When students finish, they often go home, or to a bigger city, or abroad: “The issue is that they don’t get paid well here, the salary isn’t enough – that’s why they leave. They just want a better life.”
“But I was born here, and I like it here. And I’ve been doing parties for so many years – I want to stay a part of the city. For me, it’s not about a career, it’s completely different – I just want to show people music and work with my friends and do good things for my city. This is more important for me than just going abroad, being a superstar DJ and not thinking about my city. I don’t feel that.”

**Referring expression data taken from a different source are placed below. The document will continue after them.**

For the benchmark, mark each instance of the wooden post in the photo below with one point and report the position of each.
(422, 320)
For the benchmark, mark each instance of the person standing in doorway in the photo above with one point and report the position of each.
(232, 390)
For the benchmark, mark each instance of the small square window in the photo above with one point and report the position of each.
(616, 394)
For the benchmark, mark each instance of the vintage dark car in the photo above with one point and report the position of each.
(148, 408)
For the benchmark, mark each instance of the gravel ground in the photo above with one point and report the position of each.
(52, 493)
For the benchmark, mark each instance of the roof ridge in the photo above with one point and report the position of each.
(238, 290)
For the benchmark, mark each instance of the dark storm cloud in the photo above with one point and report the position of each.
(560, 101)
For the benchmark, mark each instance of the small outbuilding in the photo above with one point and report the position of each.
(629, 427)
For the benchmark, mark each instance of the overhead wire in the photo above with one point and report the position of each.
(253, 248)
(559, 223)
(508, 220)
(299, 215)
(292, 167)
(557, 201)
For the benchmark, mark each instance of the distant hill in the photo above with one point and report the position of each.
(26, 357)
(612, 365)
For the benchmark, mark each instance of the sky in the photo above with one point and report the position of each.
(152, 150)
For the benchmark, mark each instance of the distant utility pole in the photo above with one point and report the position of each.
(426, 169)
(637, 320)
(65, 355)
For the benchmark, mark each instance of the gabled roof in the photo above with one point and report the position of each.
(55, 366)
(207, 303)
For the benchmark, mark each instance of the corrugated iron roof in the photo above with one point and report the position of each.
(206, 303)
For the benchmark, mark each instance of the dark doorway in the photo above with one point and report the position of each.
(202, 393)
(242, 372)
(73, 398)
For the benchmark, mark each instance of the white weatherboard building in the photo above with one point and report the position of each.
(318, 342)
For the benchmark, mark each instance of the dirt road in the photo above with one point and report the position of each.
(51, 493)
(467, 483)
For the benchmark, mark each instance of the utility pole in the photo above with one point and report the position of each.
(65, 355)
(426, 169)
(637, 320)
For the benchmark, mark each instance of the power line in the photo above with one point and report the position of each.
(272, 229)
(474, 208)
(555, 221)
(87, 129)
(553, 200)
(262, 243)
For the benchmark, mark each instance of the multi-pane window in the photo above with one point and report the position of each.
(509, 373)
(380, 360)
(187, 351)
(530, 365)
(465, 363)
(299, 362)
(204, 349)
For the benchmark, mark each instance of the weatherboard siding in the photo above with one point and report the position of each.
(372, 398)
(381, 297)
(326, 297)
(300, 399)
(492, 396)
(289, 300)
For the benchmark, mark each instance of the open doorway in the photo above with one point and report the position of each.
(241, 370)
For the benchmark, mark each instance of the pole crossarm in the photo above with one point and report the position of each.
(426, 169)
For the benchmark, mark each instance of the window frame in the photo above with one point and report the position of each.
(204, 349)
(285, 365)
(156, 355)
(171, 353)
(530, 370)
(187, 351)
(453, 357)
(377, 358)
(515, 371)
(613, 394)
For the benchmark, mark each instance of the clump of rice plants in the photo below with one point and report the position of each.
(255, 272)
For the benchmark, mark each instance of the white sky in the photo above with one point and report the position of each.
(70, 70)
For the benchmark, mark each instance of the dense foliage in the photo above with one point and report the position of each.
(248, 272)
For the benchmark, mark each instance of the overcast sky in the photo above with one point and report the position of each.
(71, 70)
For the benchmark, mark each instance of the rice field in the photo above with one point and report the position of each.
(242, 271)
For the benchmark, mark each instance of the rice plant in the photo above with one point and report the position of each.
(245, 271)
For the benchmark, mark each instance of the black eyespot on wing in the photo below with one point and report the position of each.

There’s definitely something special about Krakow’s underground club scene, and not just to the people inside it. Warsaw-based duo Private Press – producing high energy and dubbed out techno cuts – kicked off the Boiler Room set in Hotel Forum. “There’s an energy here that’s lacking in Warsaw,” they say. “People there love everything that’s hype, that’s popular, that’s easy. You have clubs like SMOLNA with big names, which is basically a big commercial techno club, and people love it because it’s ‘techno yeah’.”
According to Private Press, Krakow has a slower pace and stronger bonds within its music community compared to Warsaw’s fast, commercial environment. This allows people to focus on the craft of production and the art of DJing, rather than simply giving mainstream audiences what they want. “People here are very open and confident about what they stand for,” they say. “Krakow represents what Warsaw lacks and should have – this healthier approach.”
They add that the whole of Poland’s underground music scene shares one issue: its proximity to Berlin. They think this has encouraged a sort of complacency: “We have this thing, this comfort, that if you don’t like what’s happening here you can always drive a few hours and be in Berlin, party, then come back here. That’s a crucial thing about understanding how Poland is.”
Maybe it’s no surprise that Private Press see Krakow as being different to their hometown of Warsaw: the latter is a metropolis of almost three million, while Krakow has a population of about 800,000. This means venues are fighting for a slice of a relatively small pie when it comes to getting punters through the door.
The True Music project hopes to support clubs, promoters and DJs in increasing numbers at parties, and people like Olivia won’t let challenges destroy this small yet vibrant DIY scene. “I love to be here,” she says, resolutely. “We’re doing parties and people here support us and want us to survive.”